I have seen on this board that can come from faulty formulae (not the case since it works in Excel) or non-standard characters in cell references (shouldn't be the case as the only non-standard character used in sheet naming are spaces). ANy other reasons possible ?

You may also have noticed a number of issues and threads regarding problems with formulae that include references to other worksheets, or nested function calls. The latest version of Calculation.php in the SVN repository fixes these.

Jan 6, 2011 at 8:45 AM

Hi Mark

Thanks for the extra info.

Am 'starting' to see how this works. LONG way to go !

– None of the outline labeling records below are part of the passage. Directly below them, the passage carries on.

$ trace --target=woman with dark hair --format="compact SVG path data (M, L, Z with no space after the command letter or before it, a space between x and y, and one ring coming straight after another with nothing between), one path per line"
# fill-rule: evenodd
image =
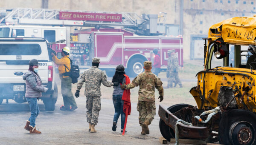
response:
M121 64L119 65L116 68L116 72L113 76L112 82L118 82L119 84L118 86L114 86L114 91L113 94L113 100L115 107L115 114L112 130L116 131L116 123L117 120L121 114L121 132L122 133L125 121L125 114L123 111L124 101L122 100L122 97L124 92L124 90L120 87L120 84L125 82L125 77L124 76L125 67ZM125 132L126 131L125 131Z
M39 108L37 103L38 98L42 97L42 92L46 92L48 88L42 85L42 80L38 74L38 62L36 59L32 59L29 62L29 71L23 76L26 80L26 93L25 97L29 105L31 115L24 129L29 131L30 134L40 134L41 132L35 129L35 119L39 114Z

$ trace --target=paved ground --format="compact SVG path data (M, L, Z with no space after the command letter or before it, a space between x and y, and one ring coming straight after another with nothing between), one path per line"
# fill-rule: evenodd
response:
M138 112L136 104L132 103L131 115L128 117L128 133L122 136L120 118L116 132L112 131L114 109L112 100L102 100L99 122L96 126L96 133L88 131L86 122L86 98L76 98L78 108L73 112L63 111L59 107L63 104L59 94L54 111L46 111L41 101L41 111L36 122L37 128L41 134L30 134L23 129L30 116L27 102L18 104L10 100L9 104L0 105L0 145L157 145L160 136L158 115L149 126L150 134L140 134ZM158 112L158 107L157 112ZM166 106L167 107L167 106Z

Am downloading Wednesday's version...

I actually installed using PEAR. Is there a simple way to upgrade to this latest version using PEAR

 

Thanks

 

Jason

Jan 7, 2011 at 4:02 PM

@clipclipmusic

To enable the cache Mark is talking about add theese lines after require/include the PHPExcel library:

// Initiate cache
$cacheMethod = PHPExcel_CachedObjectStorageFactory::cache_to_phpTemp;
$cacheSettings = array( 'memoryCacheSize' => '32MB');
PHPExcel_Settings::setCacheStorageMethod($cacheMethod, $cacheSettings);

Regards,

Kim Steinhaug, kim@steinhaug.com, www.easywebshop.no

Coordinator
Jan 7, 2011 at 8:57 PM
clipclicmusic wrote:

I actually installed using PEAR. Is there a simple way to upgrade to this latest version using PEAR

 There is no simple way to upgrade to the latest SVN code, or to update individual files using PEAR. The PEAR build is only created as part of the automated process when we do a full production release.

Jan 8, 2011 at 3:52 AM
Thanks !

On 07/01/2011 21:02, kimss wrote:

From: kimss

@clipclipmusic

To enable the cache Mark is talking about add theese lines after require/include the PHPExcel library:

// Initiate cache
$cacheMethod = PHPExcel_CachedObjectStorageFactory::cache_to_phpTemp;
$cacheSettings = array( 'memoryCacheSize' => '32MB');
PHPExcel_Settings::setCacheStorageMethod($cacheMethod, $cacheSettings);

Regards,

Kim Steinhaug, kim@steinhaug.com, www.easywebshop.no

Jan 8, 2011 at 2:22 PM
Hi Mark

OK. I installed a second copy. I should really have done that from the off.
Good advice for novices " install the stable version using PEAR (easy as pie)
THen download the unstable versions and simply install them in a directory on the webserver.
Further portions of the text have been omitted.